SBI’s September quarter profit rose 30 per cent over the same period last year to Rs 3.658 crore. But this was mainly due to lower loan loss provisions and one-off items. Meanwhile, the stress in the bank’s loan book continues, especially in the SME and mid-corporate segments. Also, fall in margins resulted in muted net interest income growth, impacting profitability.

SBI’s provision for bad loans reduced almost 37 per cent in the September quarter. The bank attributes this to more than enough provisioning made in the June quarter. This along with the write-back of provisions of Rs 260 crore made for investment depreciation and Rs 230 crore profit on investment sale helped overall profit growth.

On the flipside, lending rate cuts and lower credit-deposit ratio contributed to the bank’s domestic net interest margin dipping to 3.68 per cent from 3.86 per cent in the June quarter.

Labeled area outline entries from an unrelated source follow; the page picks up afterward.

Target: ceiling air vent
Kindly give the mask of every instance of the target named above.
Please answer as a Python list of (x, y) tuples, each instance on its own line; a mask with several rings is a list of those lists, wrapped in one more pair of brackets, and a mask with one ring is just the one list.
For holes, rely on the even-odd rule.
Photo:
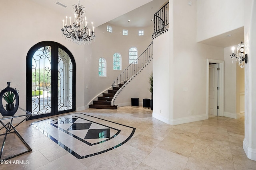
[(67, 7), (67, 6), (66, 6), (66, 5), (64, 5), (63, 4), (57, 1), (56, 2), (56, 4), (57, 4), (59, 5), (59, 6), (61, 6), (62, 7), (64, 8), (65, 8)]

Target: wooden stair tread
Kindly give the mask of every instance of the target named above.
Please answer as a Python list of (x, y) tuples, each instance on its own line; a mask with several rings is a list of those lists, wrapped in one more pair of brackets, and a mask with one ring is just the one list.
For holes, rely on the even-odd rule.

It also did not help that the bank had to raise deposit rates and reverse interest income accrued on stressed assets.

Also, asset quality concerns continued unabated with the SME and mid-corporate group showing severe stress. These two segments accounted for more than three-fourth of the fresh slippages in the September quarter.

SBI’s 16 basis points sequential rise in gross non-performing assets was lower than the 50 basis points jump for many public sector banks. But this could have been more had the bank not written off NPAs worth Rs 2,000 crore.

Tax outflow hits Bharti’s profit

Telecom major Bharti Airtel’s revenues in the September quarter grew by 17.4 per cent year-on-year. But its net profits fell by 29.8 per cent. This was mainly due to a sharp 57.4 per cent rise in tax outflows.

In what seems to be a deliberate strategy to improve its subscriber base quality and weed out non-lucrative customers, the company’s mobile subscriber base reduced by 1.38 million during the quarter. This is in contrast to the trend of 3-6 million customer additions over the past many quarters. The improvement in subscriber quality is reflected in the increase in proportion of active subscribers to 91.5 per cent. The company’s realisation per minute has remained stable at 42.6 paisa.

But Bharti saw realisation dip in its African mobile business, as it is still in the process of expanding footprint there.

The company’s other segments — tower and DTH — did well in the September quarter. Tower tenancy sharing factor increased to 1.91 and may touch 2 in the coming quarters. Tower rentals also increased. In the DTH business, Bharti saw its average revenue per user (ARPU) increase, though subscriber additions were a little slow. With mandatory digitisation across metros from November, there seems to be good scope for adding more subscribers.